Eleanor found herself attentive to the timbre of his voice, to the way it lowered when he was fatigued or moved.

She caught herself wondering, in unguarded moments, what it might feel like to have his thumb trace her cheek again—deliberately this time, without the convenient excuse of ink.

She was not pining.

She was simply… attentive. Observant. Aware, in a manner she had never permitted herself to be aware of anyone before.

She noticed that he smiled more now—not the full, unguarded smiles she suspected he had not offered anyone in years, but small softenings about his eyes, brief movements at the corner of his mouth.

She noticed that the rigid set of his shoulders eased when she entered a room.

She noticed that he had ceased retreating to his study after meals, had ceased employing solitude as a shield against the world.

He was changing.

They both were.

“You are staring,” Eleanor said one evening, looking up from the book in her hands.

They were in the library—where else would they be?—and the fire had burned low, casting the room in warm shadow that seemed to invite confession. She had felt his gaze upon her for several minutes, a quiet weight that made her skin prickle with awareness.

Benjamin did not look away.

“I was thinking,” he said.

“About what?”

He paused, as though weighing something, determining how much he dared to reveal.

“About how different this house feels now than it did a few months ago.”

“Different in what way?”

“Warmer.” His voice was quiet, reflective. “Lighter. As though curtains long drawn have at last been opened.”

Eleanor’s heart contracted. “The staff has worked diligently on the renovations—”

“That is not what I mean.” He held her gaze, and something in his expression made her breath falter. “You know that is not what I mean.”

She did know. But acknowledging it felt perilous—like venturing onto ice whose strength she could not yet trust.

“I have merely done what required doing,” she said carefully.
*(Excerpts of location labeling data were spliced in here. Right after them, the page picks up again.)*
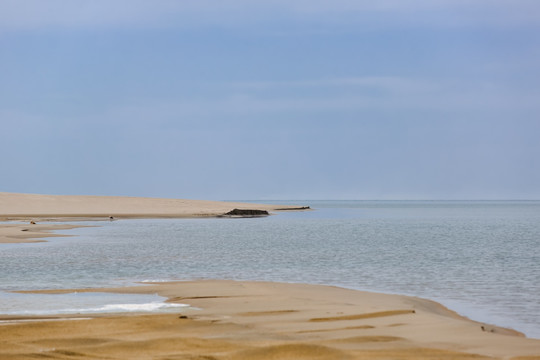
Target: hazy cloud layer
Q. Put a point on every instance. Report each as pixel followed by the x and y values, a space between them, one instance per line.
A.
pixel 275 99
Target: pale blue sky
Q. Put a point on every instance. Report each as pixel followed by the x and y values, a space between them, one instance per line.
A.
pixel 297 99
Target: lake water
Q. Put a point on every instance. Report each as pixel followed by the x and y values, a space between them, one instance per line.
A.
pixel 480 258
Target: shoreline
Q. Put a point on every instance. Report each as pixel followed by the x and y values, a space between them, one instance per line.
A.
pixel 267 316
pixel 245 319
pixel 38 211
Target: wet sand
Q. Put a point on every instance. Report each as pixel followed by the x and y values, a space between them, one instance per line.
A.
pixel 264 320
pixel 236 320
pixel 26 209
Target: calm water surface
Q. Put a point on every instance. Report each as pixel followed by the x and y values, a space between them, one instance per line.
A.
pixel 481 259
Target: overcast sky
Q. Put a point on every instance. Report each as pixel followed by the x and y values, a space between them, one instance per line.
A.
pixel 284 99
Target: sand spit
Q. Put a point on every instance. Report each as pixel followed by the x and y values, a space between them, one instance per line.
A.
pixel 34 210
pixel 263 320
pixel 28 206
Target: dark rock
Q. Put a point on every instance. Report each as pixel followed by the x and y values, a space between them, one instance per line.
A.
pixel 247 212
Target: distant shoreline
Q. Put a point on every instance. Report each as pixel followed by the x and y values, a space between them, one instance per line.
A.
pixel 38 210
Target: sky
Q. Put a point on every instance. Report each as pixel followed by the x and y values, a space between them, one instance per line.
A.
pixel 296 99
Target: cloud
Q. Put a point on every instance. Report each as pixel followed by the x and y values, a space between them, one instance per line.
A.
pixel 38 14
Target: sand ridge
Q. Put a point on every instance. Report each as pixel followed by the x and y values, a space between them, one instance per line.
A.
pixel 35 212
pixel 265 320
pixel 27 206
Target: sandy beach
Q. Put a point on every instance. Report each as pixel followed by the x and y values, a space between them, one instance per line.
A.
pixel 262 320
pixel 235 320
pixel 33 212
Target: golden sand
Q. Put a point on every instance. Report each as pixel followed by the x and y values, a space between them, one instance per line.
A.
pixel 238 320
pixel 264 320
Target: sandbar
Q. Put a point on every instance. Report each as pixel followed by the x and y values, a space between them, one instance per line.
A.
pixel 33 213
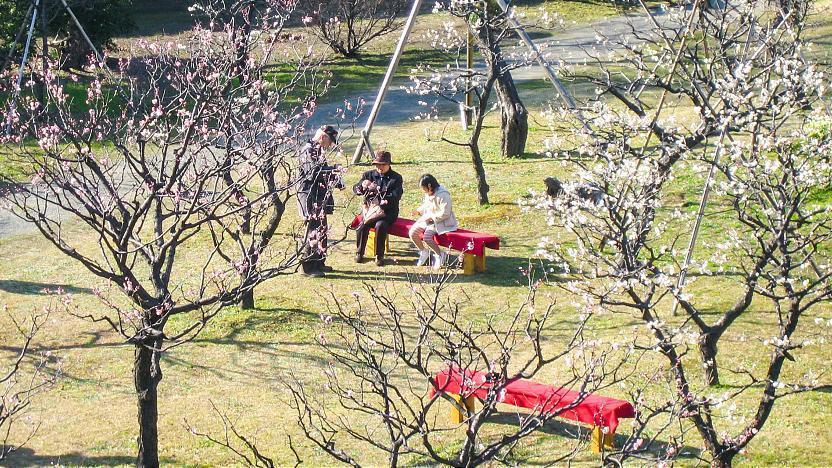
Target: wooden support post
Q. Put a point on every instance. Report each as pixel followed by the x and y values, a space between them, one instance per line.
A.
pixel 458 405
pixel 473 264
pixel 371 244
pixel 468 267
pixel 599 438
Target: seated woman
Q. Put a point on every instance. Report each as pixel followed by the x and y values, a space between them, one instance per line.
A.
pixel 436 217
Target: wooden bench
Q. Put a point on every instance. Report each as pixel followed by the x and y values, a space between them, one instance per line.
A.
pixel 471 244
pixel 601 413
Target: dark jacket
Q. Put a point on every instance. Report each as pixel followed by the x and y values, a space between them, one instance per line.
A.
pixel 316 181
pixel 391 188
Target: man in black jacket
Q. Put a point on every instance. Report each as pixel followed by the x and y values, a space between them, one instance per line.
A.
pixel 317 179
pixel 385 187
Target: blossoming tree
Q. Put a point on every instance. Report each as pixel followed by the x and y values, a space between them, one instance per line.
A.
pixel 171 182
pixel 21 382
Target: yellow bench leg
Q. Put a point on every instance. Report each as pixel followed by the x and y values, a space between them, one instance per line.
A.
pixel 599 439
pixel 456 409
pixel 473 264
pixel 371 244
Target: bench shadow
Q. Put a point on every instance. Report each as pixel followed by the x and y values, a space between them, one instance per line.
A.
pixel 562 428
pixel 31 288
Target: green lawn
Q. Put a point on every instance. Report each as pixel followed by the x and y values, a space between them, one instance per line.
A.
pixel 241 359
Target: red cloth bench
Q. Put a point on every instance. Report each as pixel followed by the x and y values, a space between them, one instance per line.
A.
pixel 600 412
pixel 471 244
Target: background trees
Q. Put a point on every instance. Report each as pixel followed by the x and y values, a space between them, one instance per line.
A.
pixel 184 227
pixel 103 20
pixel 759 127
pixel 346 26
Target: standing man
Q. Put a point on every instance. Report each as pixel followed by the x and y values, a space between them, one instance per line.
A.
pixel 317 179
pixel 382 186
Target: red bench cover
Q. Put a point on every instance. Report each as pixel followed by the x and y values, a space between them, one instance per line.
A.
pixel 591 409
pixel 462 240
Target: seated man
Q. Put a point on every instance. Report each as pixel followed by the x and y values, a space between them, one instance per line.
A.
pixel 436 217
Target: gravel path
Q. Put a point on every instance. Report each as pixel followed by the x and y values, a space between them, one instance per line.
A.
pixel 399 106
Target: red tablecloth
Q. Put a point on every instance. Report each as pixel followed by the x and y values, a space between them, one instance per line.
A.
pixel 461 239
pixel 590 409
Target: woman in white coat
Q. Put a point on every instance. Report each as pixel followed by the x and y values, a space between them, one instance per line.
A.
pixel 436 216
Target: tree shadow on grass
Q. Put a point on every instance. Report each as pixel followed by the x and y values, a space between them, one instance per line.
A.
pixel 31 288
pixel 561 428
pixel 28 457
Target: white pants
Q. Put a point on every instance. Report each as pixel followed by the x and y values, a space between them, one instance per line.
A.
pixel 420 230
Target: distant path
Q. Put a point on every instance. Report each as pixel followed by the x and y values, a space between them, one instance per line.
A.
pixel 399 106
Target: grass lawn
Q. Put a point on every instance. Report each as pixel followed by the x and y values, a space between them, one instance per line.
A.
pixel 242 359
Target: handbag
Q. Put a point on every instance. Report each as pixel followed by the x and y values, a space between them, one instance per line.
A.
pixel 371 212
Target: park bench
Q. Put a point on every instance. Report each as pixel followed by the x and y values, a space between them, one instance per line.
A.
pixel 601 413
pixel 471 244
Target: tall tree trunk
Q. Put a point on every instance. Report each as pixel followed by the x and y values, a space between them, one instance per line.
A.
pixel 708 350
pixel 473 142
pixel 514 122
pixel 247 299
pixel 146 377
pixel 482 185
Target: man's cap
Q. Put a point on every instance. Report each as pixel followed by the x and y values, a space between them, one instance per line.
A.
pixel 382 157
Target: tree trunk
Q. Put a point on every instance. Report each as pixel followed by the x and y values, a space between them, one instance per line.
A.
pixel 724 459
pixel 146 376
pixel 247 299
pixel 708 350
pixel 514 116
pixel 482 185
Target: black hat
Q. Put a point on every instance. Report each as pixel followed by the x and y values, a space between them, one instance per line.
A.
pixel 383 157
pixel 330 131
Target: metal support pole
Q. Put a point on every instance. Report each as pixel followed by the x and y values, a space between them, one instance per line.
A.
pixel 83 33
pixel 391 70
pixel 18 37
pixel 466 111
pixel 564 94
pixel 20 72
pixel 699 215
pixel 41 87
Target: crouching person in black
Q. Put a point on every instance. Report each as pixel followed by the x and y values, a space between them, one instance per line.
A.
pixel 382 186
pixel 317 179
“You have done far more than that.” He leaned forward slightly, his elbows resting upon his knees, his dark eyes intent upon her face. “You have been… present. In a way no one has been present in this house for a very long time.”

“I… reside here. Presence is rather unavoidable.”

“Do not deflect.” His voice was gentle, but unmistakably firm. “I am attempting to tell you something.”

Eleanor’s pulse quickened. “What are you attempting to tell me?”

The question hovered between them, heavy with implication.

Benjamin remained silent for several moments. She watched the firelight move across his scarred features, watched the tension in his shoulders, watched him wrestle with words that clearly did not come easily.

“I am attempting to tell you,” he said at last, “that I am grateful. That you have altered this house—altered me—in ways I did not realise I required. That when I asked you to marry me, I expected convenience and received…” He paused, searching. “Received something I lack the language to name.”

Eleanor could not speak. Could scarcely breathe.

“I am not skilled with words,” he continued, almost absently.

“I never have been. I demonstrate rather than declare. I act rather than speak. But I thought perhaps you ought to know—” Another pause, longer this time.

“I thought you ought to know that I am glad you are here. That this house is better for your presence. That I am better.”

The fire gave a soft crack in the silence.

Eleanor felt tears sting her eyes—not from sorrow, but from something far more fragile. Something that felt like hope, and gratitude, and the terrifying, exhilarating sensation of standing at the edge of a precipice and wondering whether she dared step forward.

“I am glad as well,” she whispered.

It was not enough. Not nearly sufficient to carry the weight of all she felt. But it was what she could offer, what she could surrender without shattering.

Benjamin inclined his head slowly. Something eased in his expression—relief, perhaps, or quiet acceptance.

“Good,” he said softly. “That is… good.”

They sat together in the firelit stillness, not touching, not speaking, yet present in a manner that felt more intimate than touch might have been.

And Eleanor allowed herself to imagine that this—whatever this was—might truly be enough.